At 8:00 this morning, we were sitting at our table eating pancakes and drinking coffee. I proceeded to pull out some index cards and began to quiz Rachelle. "Kunywa, it means "to drink", I said as Rachelle took a sip of her coffee. "Kunywa", Micah piped up from where he was playing in the living room. "Kunywa", Rachelle repeated as she put down her coffee, picked up the syrup, and poured it into her mug. "Ah, that's not creamer Rachelle..."
Over the last few days, we've begun learning some basic Swahili vocabulary and greetings. Here are some things we've learned.
Habari is a common greeting, to which Nzuri is a common response. Asante is a way of saying Thank you.

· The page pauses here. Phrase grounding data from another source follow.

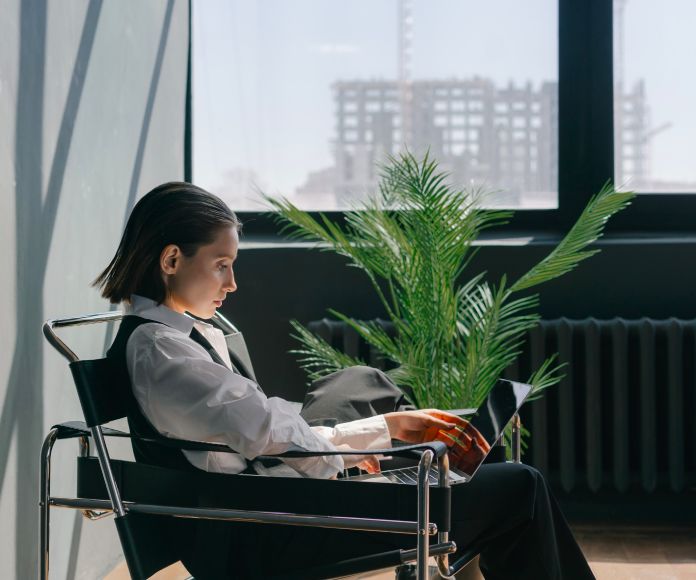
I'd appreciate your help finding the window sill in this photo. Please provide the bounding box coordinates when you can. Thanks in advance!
[238,231,696,251]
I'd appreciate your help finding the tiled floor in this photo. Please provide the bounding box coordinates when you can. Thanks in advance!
[105,525,696,579]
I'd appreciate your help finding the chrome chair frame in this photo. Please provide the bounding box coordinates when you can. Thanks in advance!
[41,310,524,580]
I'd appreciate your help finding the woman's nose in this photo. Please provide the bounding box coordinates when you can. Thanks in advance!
[224,271,237,293]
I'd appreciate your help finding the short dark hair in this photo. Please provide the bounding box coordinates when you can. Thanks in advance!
[94,182,241,304]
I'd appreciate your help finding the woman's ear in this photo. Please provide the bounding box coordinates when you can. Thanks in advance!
[160,244,182,275]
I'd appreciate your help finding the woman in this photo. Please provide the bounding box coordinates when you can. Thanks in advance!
[94,182,594,579]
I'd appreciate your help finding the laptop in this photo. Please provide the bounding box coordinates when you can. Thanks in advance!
[344,379,532,486]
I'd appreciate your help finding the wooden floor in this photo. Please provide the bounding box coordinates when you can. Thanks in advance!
[105,525,696,579]
[573,525,696,580]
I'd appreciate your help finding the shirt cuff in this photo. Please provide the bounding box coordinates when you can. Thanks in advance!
[320,414,392,452]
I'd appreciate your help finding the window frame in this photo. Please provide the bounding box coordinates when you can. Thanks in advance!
[185,0,696,237]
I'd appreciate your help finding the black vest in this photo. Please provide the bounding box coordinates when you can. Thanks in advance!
[107,315,235,472]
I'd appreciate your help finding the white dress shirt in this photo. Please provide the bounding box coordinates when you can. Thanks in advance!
[123,295,392,479]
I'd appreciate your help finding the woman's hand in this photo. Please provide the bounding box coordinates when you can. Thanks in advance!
[354,455,382,474]
[335,444,383,474]
[329,454,380,479]
[384,410,458,443]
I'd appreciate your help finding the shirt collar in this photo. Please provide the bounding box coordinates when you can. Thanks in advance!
[126,295,195,335]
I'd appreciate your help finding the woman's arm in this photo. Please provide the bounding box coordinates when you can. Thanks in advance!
[128,326,344,478]
[310,409,457,472]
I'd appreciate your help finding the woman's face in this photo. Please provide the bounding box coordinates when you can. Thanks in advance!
[161,226,239,319]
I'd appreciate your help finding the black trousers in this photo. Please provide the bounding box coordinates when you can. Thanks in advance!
[188,366,595,580]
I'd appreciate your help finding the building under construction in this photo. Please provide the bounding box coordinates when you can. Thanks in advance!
[333,77,558,207]
[296,77,649,208]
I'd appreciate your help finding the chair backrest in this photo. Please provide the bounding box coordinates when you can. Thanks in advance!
[69,357,133,427]
[43,309,254,579]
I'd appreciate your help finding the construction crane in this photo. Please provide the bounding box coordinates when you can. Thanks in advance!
[398,0,414,150]
[614,0,628,94]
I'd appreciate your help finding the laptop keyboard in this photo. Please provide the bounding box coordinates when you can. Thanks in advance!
[380,466,440,485]
[344,464,471,485]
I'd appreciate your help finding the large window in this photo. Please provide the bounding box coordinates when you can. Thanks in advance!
[193,0,558,211]
[614,0,696,193]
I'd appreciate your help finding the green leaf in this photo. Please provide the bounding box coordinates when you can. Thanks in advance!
[510,183,635,293]
[289,320,365,382]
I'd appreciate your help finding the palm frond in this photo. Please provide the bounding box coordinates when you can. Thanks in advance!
[510,183,635,293]
[526,354,567,400]
[327,310,402,363]
[289,320,365,382]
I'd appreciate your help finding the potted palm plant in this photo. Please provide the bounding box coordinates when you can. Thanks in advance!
[265,152,633,412]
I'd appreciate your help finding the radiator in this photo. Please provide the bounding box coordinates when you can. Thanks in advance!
[308,318,696,494]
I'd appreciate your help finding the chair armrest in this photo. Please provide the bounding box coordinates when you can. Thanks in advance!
[52,421,449,460]
[52,421,131,440]
[53,421,247,452]
[266,441,449,461]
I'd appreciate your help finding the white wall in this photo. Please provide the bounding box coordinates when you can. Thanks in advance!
[0,1,189,577]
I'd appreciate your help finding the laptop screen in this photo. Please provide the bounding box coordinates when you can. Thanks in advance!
[449,379,532,479]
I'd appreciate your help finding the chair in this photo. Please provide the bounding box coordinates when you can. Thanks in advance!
[40,310,521,579]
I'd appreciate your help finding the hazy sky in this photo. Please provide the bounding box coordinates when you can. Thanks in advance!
[192,0,696,203]
[621,0,696,186]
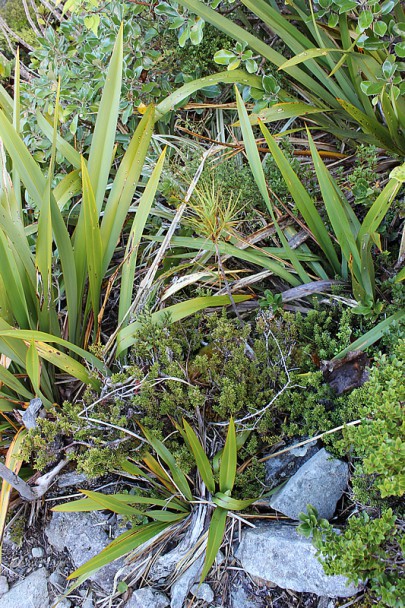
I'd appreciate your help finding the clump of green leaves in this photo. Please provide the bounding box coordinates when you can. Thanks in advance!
[53,417,260,590]
[339,339,405,500]
[299,506,404,608]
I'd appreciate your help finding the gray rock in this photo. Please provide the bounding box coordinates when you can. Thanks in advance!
[21,398,45,429]
[53,599,71,608]
[229,581,266,608]
[81,596,94,608]
[269,448,349,520]
[236,523,362,597]
[32,547,44,558]
[0,577,9,598]
[45,511,122,592]
[57,472,88,488]
[0,568,49,608]
[264,440,319,489]
[123,588,169,608]
[49,572,65,588]
[170,555,204,608]
[190,583,214,603]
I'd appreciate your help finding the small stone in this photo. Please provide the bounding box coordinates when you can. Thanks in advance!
[54,599,71,608]
[170,555,204,608]
[190,583,214,603]
[123,587,169,608]
[236,523,362,598]
[0,577,9,598]
[31,547,44,558]
[264,440,319,489]
[49,572,64,588]
[0,568,49,608]
[81,596,94,608]
[57,472,88,488]
[269,448,349,520]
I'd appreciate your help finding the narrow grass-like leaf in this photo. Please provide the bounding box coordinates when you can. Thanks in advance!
[219,418,237,493]
[183,419,215,494]
[0,108,46,209]
[149,235,301,285]
[212,493,257,511]
[53,170,81,211]
[358,173,403,245]
[68,521,169,581]
[0,361,33,399]
[235,102,327,126]
[79,490,144,516]
[337,98,400,155]
[307,130,361,278]
[101,105,155,277]
[32,341,99,388]
[333,310,405,359]
[0,229,31,328]
[0,83,13,118]
[278,48,347,70]
[87,24,123,212]
[235,87,309,284]
[81,158,103,327]
[0,329,107,375]
[174,0,339,109]
[141,426,193,501]
[155,70,263,119]
[54,493,188,513]
[200,506,227,583]
[117,295,251,354]
[25,340,41,396]
[118,144,165,333]
[142,453,178,494]
[259,122,340,274]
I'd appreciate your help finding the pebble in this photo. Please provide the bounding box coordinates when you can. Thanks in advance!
[31,547,44,558]
[49,571,65,588]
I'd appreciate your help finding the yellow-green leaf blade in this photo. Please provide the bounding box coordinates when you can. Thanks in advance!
[183,419,215,494]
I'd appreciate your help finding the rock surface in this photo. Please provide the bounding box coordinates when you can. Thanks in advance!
[0,577,9,598]
[264,440,319,489]
[190,582,214,603]
[269,448,349,520]
[123,587,169,608]
[45,511,121,592]
[0,568,49,608]
[170,555,204,608]
[236,523,362,598]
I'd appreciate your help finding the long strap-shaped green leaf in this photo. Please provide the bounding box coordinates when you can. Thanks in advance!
[101,104,155,277]
[87,23,123,212]
[73,24,124,306]
[0,108,46,209]
[118,145,166,331]
[307,130,362,279]
[358,165,404,246]
[200,506,227,583]
[0,328,107,377]
[333,310,405,360]
[155,69,262,119]
[258,121,340,275]
[67,521,170,582]
[337,98,402,156]
[235,87,309,284]
[81,158,103,330]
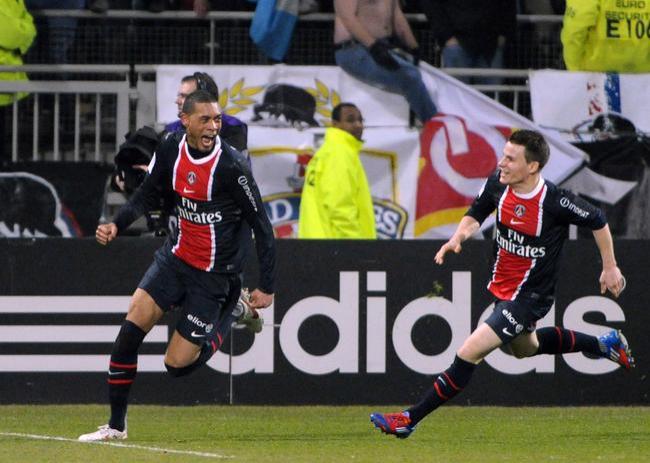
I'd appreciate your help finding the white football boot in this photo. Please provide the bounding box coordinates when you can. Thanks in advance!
[78,424,127,442]
[235,288,263,334]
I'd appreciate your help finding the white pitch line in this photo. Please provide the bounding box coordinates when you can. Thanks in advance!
[0,432,233,459]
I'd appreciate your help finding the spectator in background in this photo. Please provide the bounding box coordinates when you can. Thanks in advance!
[0,0,36,165]
[519,0,566,69]
[418,0,517,85]
[25,0,85,65]
[130,0,213,16]
[333,0,437,124]
[87,0,109,13]
[561,0,650,72]
[298,103,376,239]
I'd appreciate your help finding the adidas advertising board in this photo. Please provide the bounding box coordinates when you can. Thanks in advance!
[0,239,647,405]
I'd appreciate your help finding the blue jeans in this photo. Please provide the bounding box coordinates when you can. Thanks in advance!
[25,0,86,64]
[442,44,505,85]
[335,43,437,123]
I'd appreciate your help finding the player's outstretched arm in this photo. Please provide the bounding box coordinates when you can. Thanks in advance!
[593,224,625,298]
[96,223,118,246]
[249,289,273,309]
[434,216,480,265]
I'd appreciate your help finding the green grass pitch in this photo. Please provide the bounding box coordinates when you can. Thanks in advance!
[1,405,648,462]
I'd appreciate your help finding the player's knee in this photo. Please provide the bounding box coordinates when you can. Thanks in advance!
[126,289,162,332]
[456,346,483,364]
[512,349,529,359]
[164,362,190,378]
[510,345,536,358]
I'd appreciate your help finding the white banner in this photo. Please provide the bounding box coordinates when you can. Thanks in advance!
[529,70,650,141]
[155,65,587,238]
[155,64,409,130]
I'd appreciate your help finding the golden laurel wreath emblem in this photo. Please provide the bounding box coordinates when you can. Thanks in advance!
[218,78,264,116]
[218,78,340,126]
[305,79,341,126]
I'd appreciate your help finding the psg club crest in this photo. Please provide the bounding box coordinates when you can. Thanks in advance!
[514,204,526,218]
[187,171,197,185]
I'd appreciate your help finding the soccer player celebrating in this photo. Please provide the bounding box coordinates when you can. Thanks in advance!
[79,90,275,441]
[370,130,634,438]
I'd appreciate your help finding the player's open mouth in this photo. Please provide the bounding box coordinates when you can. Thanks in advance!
[201,135,216,146]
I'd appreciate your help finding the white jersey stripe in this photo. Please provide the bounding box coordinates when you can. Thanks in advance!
[488,249,503,293]
[536,184,548,237]
[497,185,509,224]
[171,136,186,256]
[171,135,185,194]
[207,148,222,202]
[206,149,221,271]
[511,258,537,300]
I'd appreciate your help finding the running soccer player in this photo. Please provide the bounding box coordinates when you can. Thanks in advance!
[79,90,275,441]
[370,129,634,438]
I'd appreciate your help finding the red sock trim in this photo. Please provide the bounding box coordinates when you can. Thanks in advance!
[434,382,449,401]
[443,372,460,391]
[554,327,563,353]
[109,361,137,369]
[568,330,576,352]
[107,379,134,385]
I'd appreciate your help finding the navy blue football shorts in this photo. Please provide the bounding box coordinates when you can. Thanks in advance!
[485,293,553,344]
[138,247,241,347]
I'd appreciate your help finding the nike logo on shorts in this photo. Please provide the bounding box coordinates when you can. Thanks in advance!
[191,331,205,338]
[502,327,514,337]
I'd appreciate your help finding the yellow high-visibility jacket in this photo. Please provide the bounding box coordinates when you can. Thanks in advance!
[0,0,36,106]
[561,0,650,73]
[298,127,376,239]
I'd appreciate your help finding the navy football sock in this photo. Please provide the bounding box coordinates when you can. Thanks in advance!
[407,355,476,425]
[535,327,600,355]
[108,320,146,432]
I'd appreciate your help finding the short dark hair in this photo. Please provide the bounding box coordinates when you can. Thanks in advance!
[181,73,220,99]
[332,102,358,122]
[182,89,219,114]
[508,129,550,170]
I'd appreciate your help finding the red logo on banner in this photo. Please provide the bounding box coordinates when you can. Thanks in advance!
[415,115,512,236]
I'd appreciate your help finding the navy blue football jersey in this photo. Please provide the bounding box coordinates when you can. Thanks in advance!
[466,171,606,300]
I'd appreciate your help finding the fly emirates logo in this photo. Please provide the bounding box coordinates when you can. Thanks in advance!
[177,197,223,224]
[496,228,546,258]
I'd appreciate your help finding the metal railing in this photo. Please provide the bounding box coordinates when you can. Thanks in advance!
[0,65,150,163]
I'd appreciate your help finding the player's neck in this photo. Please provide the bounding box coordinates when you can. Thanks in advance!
[510,173,541,195]
[187,141,215,158]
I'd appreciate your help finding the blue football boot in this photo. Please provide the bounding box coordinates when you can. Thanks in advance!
[598,329,635,370]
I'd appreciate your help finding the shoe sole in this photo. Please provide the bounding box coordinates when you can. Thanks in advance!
[616,330,635,370]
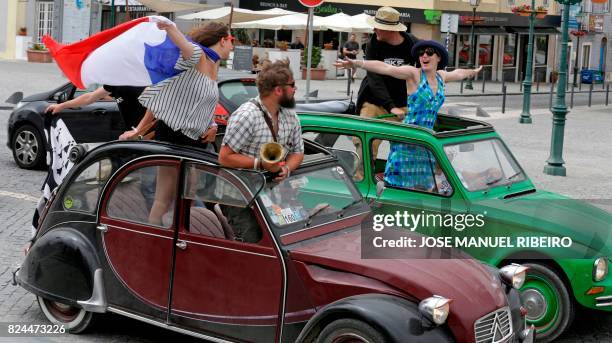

Swahili is a widely used trade language spoken by over 140 million people throughout East Africa. Interestingly, only around 5 million of these speak Swahili as their native tongue.
Swahili uses the same alphabet we use in English, minus the q and x, but unlike English letters, a Swahili letter always represents the same sound.
Swahili uses prefixes to help determine the actor, the object, and the tense of a verb, so it is possible to make a whole sentence out of one word. For example: tuliwaambia means "we told them" (tu = we , li = past tense , wa = them , ambia = tell)
Swahili has 8 classes of nouns. These classes are differentiated by their prefixes. Verbs and modifiers must take the same prefix as the noun that is used.